Motility of spermatozoa

It is now generally accepted that the spermatic tail executes undulatory movements in one plane. It has been suggested that a helical component is superimposed upon these movements, and that there are perhaps two separable mechanisms to account for sperm motility, one involving flat waves travelling along the tail, the other associated with torsional activity. The latter type of movement has been linked with the unequal size and distribution of the dense fibres, and the asymmetry of the spermatozoon head. The central pair of fine fibrils may act as axial stiffeners.

As soon as they are ejaculated, spermatozoa display their full pattern of motility. The factors which trigger these movements are not yet clear: the other constituents of semen, which are derived from the epididymis, testis, seminal vesicle and prostate, are generally considered to exert an activating influence. Spermatozoa have been recovered in a motile state in human cervical mucus several days after insemination and will survive in this condition for as long as 7 days when implanted into such secretions in vitro. In view of the speed with which spermatozoa reach the infundibulum of the uterine tube, and the brevity of their fertilizing power, these survival periods may be of little significance.
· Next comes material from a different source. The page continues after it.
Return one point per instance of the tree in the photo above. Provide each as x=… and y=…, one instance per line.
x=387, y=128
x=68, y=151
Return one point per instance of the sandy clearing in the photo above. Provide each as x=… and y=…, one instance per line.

Spermatozoa have been shown to reach their tubal destination in a manner of minutes after ejaculation in some mammals; experiments on recently excised human uteri and tubes indicate a time of approximately 70 minutes. The conclusion must be that factors other than their own motility (1.5–3.0 mm/min) are responsible for the transport of spermatozoa from the site of deposition in the vaginal fornix to the ovarian end of the uterine tube, and there is considerable evidence that contraction of the uterine and tubal musculature is responsible.

ERECTILE DYSFUNCTION AND PRIAPISM

Failure to achieve tumescence with adequate stimulation is termed erectile dysfunction. The mechanism of erection is complex: failure in any of the previously mentioned components can lead to erectile dysfunction. The commonest causes include psychogenic disturbance with failure to relax cavernous smooth muscle; arterial insufficiency as a result of atheromatous disease; and damage to the parasympathetic nervous system secondary to diabetes or following pelvic surgery such as radical prostatectomy, radical cystectomy or bowel resection. Oral pharmacotherapy is directed at achieving cavernosal smooth muscle relaxation by enhancing the effects of cyclic GMP.

Some men are prone to develop an erection which fails to subside after ejaculation and is termed a priapism. This can be either high flow or low flow, the latter condition being more common. Low flow priapism can occur spontaneously but is also seen in conditions such as sickle cell disease or leukaemia, or as a result of injection of drugs, such as intracavernosal prostaglandin E1, directly into the penis in men with erectile dysfunction. It leads to ischaemia of the corporal smooth muscle, which causes pain within the penis and will result in erectile dysfunction if left untreated. High flow priapism, where too much blood enters the penis, is usually secondary to an abnormal connection or fistula between the cavernosal arteries and sinusoidal spaces.

Peyronie’s disease may result in a bend in the erect penis that most commonly presents as a dorsal curvature that results from a localized thickening or plaque within the corpora cavernosa which prevents expansion of a segment during erection. Penile cancer is a rare malignancy of the penis and usually presents with a mass or ulceration of the penis. MRI scanning may be used in preoperative planning of Peyronie’s disease and local staging of penile cancer (see Fig. 76.19).